1. Changes in who the outcome gets measured for between baseline and follow-up, because the baseline data are missing for some observations. For example, in your baseline survey perhaps some firms didn’t report profits, or perhaps you only had enough funding to test half of the kids, etc.
With Ancova, then you just want to dummy out the baseline data for these observations. So create a dummy variable missingbaseline, set Y0 then to be zero if the baseline is missing, and then run Y = a + b*Treat + c*Y0 + d*missingbaseline + any other controls.
With difference-in-differences you would typically throw away these observations, since you can’t take a difference if you don’t have the baseline.

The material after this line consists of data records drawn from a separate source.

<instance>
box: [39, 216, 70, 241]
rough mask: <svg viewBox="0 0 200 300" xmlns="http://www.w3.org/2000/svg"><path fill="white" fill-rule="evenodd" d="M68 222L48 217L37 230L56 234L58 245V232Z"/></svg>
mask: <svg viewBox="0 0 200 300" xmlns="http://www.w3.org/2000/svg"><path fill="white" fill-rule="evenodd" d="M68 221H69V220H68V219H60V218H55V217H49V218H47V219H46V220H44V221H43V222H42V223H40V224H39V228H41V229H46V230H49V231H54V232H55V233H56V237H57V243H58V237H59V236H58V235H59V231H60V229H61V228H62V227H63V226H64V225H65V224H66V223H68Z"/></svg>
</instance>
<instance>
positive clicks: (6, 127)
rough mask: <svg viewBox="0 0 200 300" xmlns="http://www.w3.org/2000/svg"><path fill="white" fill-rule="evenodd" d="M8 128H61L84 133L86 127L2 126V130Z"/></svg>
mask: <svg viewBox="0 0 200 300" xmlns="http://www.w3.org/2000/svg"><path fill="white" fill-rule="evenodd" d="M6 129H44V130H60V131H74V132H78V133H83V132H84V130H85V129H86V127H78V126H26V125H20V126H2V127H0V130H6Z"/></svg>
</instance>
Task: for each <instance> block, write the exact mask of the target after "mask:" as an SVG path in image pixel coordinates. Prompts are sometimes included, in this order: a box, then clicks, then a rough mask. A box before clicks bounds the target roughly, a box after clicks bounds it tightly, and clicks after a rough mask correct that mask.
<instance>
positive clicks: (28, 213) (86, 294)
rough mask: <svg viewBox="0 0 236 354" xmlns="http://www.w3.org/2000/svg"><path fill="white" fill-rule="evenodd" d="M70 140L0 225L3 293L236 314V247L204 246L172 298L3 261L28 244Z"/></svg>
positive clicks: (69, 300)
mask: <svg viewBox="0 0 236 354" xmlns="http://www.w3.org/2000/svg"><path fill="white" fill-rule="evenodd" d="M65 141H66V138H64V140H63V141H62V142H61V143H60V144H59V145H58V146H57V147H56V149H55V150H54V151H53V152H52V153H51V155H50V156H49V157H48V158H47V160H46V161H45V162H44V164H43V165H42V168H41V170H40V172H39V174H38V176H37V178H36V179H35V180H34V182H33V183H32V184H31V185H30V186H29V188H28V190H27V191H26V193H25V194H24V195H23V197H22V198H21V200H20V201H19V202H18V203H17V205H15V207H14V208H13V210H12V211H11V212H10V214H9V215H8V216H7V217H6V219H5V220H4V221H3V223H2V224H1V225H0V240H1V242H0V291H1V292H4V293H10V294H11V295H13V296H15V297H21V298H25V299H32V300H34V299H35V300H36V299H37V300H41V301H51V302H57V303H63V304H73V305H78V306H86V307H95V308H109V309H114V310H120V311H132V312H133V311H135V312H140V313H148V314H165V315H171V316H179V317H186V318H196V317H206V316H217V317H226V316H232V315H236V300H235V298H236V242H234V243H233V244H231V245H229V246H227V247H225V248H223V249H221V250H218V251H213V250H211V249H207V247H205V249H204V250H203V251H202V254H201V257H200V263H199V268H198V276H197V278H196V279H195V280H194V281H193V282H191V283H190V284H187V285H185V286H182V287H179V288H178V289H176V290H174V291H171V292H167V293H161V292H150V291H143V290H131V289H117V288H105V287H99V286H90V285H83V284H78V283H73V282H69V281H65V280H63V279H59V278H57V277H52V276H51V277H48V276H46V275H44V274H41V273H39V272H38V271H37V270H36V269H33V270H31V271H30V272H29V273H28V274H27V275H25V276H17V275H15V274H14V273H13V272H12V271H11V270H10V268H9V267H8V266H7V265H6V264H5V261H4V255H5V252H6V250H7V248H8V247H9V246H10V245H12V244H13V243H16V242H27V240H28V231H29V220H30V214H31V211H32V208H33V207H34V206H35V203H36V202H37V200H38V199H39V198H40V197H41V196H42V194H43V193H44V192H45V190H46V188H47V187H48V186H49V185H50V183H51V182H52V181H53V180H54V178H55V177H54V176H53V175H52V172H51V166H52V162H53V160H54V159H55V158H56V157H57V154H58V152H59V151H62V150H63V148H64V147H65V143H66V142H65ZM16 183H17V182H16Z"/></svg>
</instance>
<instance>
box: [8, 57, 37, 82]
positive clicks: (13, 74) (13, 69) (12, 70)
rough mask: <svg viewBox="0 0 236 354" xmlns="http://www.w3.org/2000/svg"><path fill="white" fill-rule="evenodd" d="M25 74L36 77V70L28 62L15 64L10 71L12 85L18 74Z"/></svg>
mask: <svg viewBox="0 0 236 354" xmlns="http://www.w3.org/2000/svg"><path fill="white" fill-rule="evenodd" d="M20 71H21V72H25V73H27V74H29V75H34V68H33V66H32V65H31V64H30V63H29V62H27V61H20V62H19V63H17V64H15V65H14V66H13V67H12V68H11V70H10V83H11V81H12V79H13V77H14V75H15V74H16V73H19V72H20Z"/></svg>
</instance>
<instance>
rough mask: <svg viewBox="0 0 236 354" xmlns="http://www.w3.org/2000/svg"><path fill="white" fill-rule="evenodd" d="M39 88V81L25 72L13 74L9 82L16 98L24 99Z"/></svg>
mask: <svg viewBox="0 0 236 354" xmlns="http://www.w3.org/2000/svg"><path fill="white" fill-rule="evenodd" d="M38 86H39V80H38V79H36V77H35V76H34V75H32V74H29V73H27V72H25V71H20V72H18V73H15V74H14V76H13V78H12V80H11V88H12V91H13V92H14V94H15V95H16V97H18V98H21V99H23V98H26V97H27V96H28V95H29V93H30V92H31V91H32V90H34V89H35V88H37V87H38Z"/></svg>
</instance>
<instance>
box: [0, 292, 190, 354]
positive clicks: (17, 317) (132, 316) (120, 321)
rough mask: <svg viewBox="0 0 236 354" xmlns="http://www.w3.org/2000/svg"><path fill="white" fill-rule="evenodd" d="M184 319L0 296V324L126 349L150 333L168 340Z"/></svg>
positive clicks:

2. Changes in the recall period for measurement. This has happened in several projects recently. For example, the baseline data asked about monthly profits, but then in the follow-up because of high non-response for monthly recall (see change 1 above), we went to a weekly recall. In another example, we asked about whether the firm had done several innovative activities in the last year at baseline, but then since the first follow-up was only 6 months after treatment, asked about innovative activities in the last 6 months at follow-up.
With Ancova, this creates no problems. We can run a regression like:
Weekly profits = a +b*Treat + c*Baseline monthly profits + other controls
And here c controls for baseline monthly profits to the extent that they are useful in explaining weekly profits at follow-up. But it is still very clear that we are estimating the treatment effect at follow-up on weekly profits.
In contrast, with difference-in-difference, you might try and convert the monthly profits to a weekly figure and then take the difference, or do other changes, and then you are looking at the treatment effect in the difference between weekly profits now and some transform of monthly profits before, which is a less easy to explain outcome.
3. Changes in how an outcome is measured, especially when forming indices. This covers a range of measurement changes. For example, you might change the wording of a question based on feedback from the baseline on some respondents getting confused. Or you might have an outcome which is an index of a whole bunch of questions, and you may change which precise questions are asked at follow-up versus baseline (e.g. you might not use the exact same test questions both times, or the exact same subset questions intended to measure some personality); or you may have respondents play a different game or activity to measure some behavior to avoid issues with them learning from their baseline attempt at this.
This issue is then dealt with in the Ancova in the same way as the change in the recall period – namely you control for whatever measure you have at baseline, and then the Ancova decides how much to control for it by how useful it is in predicting the future outcome. In contrast DD gets worried about what exactly the difference is measuring.
There is often this concern about changing how you measure an outcome from one survey round to another. This gets beaten into us when we study poverty measurement, where the concern is that changes in levels of poverty from one period to the next might be arising from changes in the measurement method rather than actual changes. But in an RCT world, where your interest is in treatment effects, then I think using Ancova can give you more latitude to make improvements or changes in your outcome measure between baseline and follow-up as you learn more information. (Note that the same does not apply when you are doing multiple follow-ups to allow estimating a pooled treatment effect or to estimate impact trajectories, which is another part of the same paper – then you do want to keep the outcome measure consistently measured across follow-up rounds, even if you have modified it from the baseline).